Circles
10.0 Length of tangent from a point to a circle
10.0 Length of tangent from a point to a circle
Length of tangent from point $P({x_1},{y_1})$ to the circle ${x^2} + {y^2} + 2gx + 2fy + c = 0$ is $\sqrt {{S_1}} $ where ${S_1} = {x_1}^2 + {y_1}^2 + 2g{x_1} + 2f{y_1} + c = 0$
Proof: Let $PT$ and $PT'$ be two tangents from the given point $P({x_1},{y_1})$ to the circle ${x^2} + {y^2} + 2gx + 2fy + c = 0$.
Then coordinates of centre of circle is $C(-g,-f)$ and radius $r = \sqrt {{g^2} + {f^2} - c} $.

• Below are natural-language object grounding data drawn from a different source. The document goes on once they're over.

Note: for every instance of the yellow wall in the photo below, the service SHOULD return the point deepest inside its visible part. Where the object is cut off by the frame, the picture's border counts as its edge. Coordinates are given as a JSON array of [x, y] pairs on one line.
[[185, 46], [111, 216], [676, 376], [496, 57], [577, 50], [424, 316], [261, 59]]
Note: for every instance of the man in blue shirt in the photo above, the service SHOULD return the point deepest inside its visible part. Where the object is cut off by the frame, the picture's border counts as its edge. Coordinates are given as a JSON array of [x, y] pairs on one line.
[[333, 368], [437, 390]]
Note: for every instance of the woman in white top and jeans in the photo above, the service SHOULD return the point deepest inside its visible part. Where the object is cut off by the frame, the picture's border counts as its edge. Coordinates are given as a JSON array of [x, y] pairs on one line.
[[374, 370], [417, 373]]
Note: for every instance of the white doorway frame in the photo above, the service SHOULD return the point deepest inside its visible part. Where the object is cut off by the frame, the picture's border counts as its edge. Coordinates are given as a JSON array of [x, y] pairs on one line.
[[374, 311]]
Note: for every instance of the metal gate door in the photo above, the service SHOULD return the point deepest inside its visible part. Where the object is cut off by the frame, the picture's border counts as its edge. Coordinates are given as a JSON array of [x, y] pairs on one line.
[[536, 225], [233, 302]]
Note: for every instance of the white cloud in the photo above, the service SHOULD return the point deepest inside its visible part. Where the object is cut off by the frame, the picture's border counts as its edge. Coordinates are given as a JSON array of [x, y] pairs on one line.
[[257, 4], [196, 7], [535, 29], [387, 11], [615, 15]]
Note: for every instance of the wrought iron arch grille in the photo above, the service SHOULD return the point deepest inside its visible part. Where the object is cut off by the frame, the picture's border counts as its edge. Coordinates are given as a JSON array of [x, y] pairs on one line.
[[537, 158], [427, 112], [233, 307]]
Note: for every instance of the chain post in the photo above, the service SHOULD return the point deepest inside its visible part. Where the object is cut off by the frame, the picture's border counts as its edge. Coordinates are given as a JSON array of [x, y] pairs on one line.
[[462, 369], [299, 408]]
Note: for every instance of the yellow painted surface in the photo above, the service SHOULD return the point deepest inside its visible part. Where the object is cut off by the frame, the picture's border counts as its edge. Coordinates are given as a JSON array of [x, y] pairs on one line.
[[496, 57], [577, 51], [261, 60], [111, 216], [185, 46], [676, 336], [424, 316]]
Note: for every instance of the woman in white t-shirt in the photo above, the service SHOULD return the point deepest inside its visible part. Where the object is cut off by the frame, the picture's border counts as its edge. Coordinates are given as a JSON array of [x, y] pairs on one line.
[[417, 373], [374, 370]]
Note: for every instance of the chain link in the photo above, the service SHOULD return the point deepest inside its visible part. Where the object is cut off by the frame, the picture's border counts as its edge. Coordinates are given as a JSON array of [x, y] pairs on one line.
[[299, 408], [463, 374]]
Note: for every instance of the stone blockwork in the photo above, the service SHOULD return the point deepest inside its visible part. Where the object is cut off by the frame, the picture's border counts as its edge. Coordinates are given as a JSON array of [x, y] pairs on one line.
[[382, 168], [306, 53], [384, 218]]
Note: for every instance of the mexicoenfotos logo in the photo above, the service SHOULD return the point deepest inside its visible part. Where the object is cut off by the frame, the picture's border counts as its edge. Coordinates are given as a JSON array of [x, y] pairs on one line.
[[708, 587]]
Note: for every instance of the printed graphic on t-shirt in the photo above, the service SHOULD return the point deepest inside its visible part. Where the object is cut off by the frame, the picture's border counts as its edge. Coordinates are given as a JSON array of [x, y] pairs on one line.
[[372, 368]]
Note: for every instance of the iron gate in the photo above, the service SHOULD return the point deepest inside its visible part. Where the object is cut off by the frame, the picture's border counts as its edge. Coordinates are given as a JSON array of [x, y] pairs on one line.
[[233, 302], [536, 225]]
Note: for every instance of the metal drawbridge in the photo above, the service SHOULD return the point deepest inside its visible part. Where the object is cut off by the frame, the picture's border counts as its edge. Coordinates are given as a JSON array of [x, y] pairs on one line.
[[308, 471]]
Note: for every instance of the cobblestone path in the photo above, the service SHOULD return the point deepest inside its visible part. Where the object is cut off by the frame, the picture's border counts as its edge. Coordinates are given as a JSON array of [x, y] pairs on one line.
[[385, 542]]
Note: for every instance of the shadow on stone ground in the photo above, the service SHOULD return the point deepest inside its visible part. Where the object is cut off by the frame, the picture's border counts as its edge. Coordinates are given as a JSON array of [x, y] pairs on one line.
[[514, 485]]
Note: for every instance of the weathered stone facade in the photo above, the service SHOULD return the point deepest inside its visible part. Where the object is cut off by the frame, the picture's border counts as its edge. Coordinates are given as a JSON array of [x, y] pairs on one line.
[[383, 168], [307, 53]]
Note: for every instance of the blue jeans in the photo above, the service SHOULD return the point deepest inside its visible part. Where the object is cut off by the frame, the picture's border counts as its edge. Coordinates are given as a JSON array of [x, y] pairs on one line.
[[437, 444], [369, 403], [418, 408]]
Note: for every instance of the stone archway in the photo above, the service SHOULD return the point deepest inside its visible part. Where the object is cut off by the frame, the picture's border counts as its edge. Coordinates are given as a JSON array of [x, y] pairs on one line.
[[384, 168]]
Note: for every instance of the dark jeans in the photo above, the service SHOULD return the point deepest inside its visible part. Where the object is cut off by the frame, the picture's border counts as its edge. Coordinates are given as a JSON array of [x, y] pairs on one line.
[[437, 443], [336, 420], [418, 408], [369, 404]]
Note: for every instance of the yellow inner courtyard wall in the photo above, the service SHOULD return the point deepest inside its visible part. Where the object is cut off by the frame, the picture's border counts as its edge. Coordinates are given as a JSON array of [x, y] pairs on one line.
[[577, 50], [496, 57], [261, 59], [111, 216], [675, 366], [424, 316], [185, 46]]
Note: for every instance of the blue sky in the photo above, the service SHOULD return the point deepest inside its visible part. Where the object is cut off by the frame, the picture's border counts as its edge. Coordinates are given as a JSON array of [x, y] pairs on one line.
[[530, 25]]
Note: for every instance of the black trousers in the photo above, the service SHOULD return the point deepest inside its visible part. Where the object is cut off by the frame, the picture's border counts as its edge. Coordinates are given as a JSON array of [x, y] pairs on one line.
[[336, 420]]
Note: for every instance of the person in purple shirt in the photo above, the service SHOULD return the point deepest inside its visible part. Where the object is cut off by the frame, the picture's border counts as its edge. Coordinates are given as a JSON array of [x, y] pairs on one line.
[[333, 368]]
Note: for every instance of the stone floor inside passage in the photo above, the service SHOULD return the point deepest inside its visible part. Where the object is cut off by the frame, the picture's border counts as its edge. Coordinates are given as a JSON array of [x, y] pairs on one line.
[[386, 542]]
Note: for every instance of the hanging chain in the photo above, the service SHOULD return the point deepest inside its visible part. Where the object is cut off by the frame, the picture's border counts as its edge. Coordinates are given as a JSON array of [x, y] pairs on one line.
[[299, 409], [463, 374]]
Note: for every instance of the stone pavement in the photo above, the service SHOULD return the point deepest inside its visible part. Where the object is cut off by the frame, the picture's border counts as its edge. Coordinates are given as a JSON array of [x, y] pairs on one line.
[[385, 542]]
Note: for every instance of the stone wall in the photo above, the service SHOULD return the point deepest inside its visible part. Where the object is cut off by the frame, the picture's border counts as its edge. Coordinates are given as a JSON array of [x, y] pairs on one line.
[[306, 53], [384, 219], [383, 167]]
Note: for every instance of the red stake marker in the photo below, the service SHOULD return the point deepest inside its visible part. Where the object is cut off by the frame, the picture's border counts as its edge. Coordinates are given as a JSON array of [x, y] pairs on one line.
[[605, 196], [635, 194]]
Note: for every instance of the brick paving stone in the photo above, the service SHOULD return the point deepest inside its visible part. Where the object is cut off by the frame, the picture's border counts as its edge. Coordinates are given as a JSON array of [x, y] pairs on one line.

Therefore, $CT = CT' = radius$.
In $\Delta PCT,PT = \sqrt {(P{C^2} - C{T^2})} $
$$PT = \sqrt {{{\left( {{x_1} + g} \right)}^2} + {{\left( {{x_1} + f} \right)}^2} - {g^2} - {f^2} + c} $$ $$ = \sqrt {{x_1}^2 + {y_1}^2 + 2g{x_1} + 2f{y_1} + c} = \sqrt {{S_1}} = PT'$$
NOTE: For ${S_1}$, write the equation of circle in standard form with coefficient of ${x^2}=$coefficient of ${y^2}=1$ and making RHS of circle equal to $0$, then replace $(x,y)$ by $({x_1},{y_1})$.
Question 21. Find the length of tangents drawn from the point $(3,-4)$ to the circle $2{x^2} + 2{y^2} - 7x - 9y - 13 = 0$.
Solution: The equation of the given circle is $2{x^2} + 2{y^2} - 7x - 9y - 13 = 0$
or, $${x^2} + {y^2} - \frac{7}{2}x - \frac{9}{2}y - \frac{{13}}{2} = 0$$
Let $$S \equiv {x^2} + {y^2} - \frac{7}{2}x - \frac{9}{2}y - \frac{{13}}{2} = 0$$ Therefore, $${S_1} = {3^2} + - {4^2} - \frac{7}{2} \times 3 - \frac{9}{2} \times - 4 - \frac{{13}}{2}$$ $$ = 25 - \frac{{21}}{2} + 18 - \frac{{13}}{2} = 26$$
The length of tangent$ = \sqrt {{S_1}} = \sqrt {26} $.